Although Connors had previously projected a July 1993 retirement date, the district court noted that it appeared that his intentions changed when he transferred to the new job. During the discussions regarding his new position, Connors sought an arrangement whereby upon completion of the assigned tasks, he could stop working full-time, but continue to receive a full salary until his expected retirement date. He wanted a severance package that had been given to several other executives at the end of their careers. These other executives were also placed in positions that were to be eliminated, enabling them to take advantage of the extra benefits, including a one-year salary continuation. There is no indication that an agreement was reached on a severance package before Connors changed jobs in March 1992.

In May 1992, Chrysler Financial made the decision to sell CFI. The concern that key executives would leave because of the uncertainty inherent in such a sale prompted CFI to sign several key executives to employment contracts. Because he had left his position as CFO, Connors was no longer considered a key executive and so was not offered one of these contracts. In late 1992, NationsBank agreed to purchase CFI. The sale eventually closed on February 1, 1993.

The purchase agreement reached between the parties required NationsBank to offer a comparable position to every active CFI employee for an employment period of sixty days with the same compensation. As part of the deal, as soon as CFI employees became NationsCredit1 employees after the closing, they would no longer be eligible to participate in any CFI benefits program, including the CFI retirement program. It is undisputed that the CFI retiree benefits program was far superior to the plan offered by NationsCredit and that the latter was substantially equivalent to the plan available to all other NationsBank employees.

On January 12, 1993, Major sent a "Q & A" letter to the 2000 current CFI employees containing information about the sale.
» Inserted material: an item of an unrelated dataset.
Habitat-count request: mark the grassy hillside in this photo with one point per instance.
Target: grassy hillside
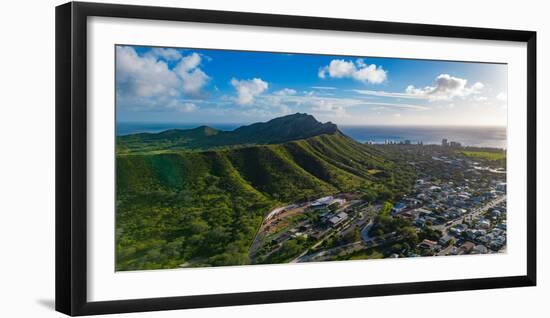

Included in this memo was the fact that all employees would be offered employment with NationsCredit. The next day, CFI sent another letter to all retirement-eligible CFI employees, including Connors, outlining the differences between the retirement packages of CFI and NationsCredit and informing them that if they wanted to retire as CFI employees, they had to elect to do so before closing. This letter reiterated that every CFI employee who did not choose to retire from CFI before closing would be offered a position with NationsCredit. Connors made no effort to obtain any more information on the job offer from either CFI or NationsBank. Connors did not communicate with any representative of NationsBank about any matter relating to his employment, either before or after his retirement.

On January 28, 1993, Connors told CFI that he would retire before the sale. After Major was told of this decision, he called Connors and asked him if he was interested in working as a consultant until the pending projects were completed.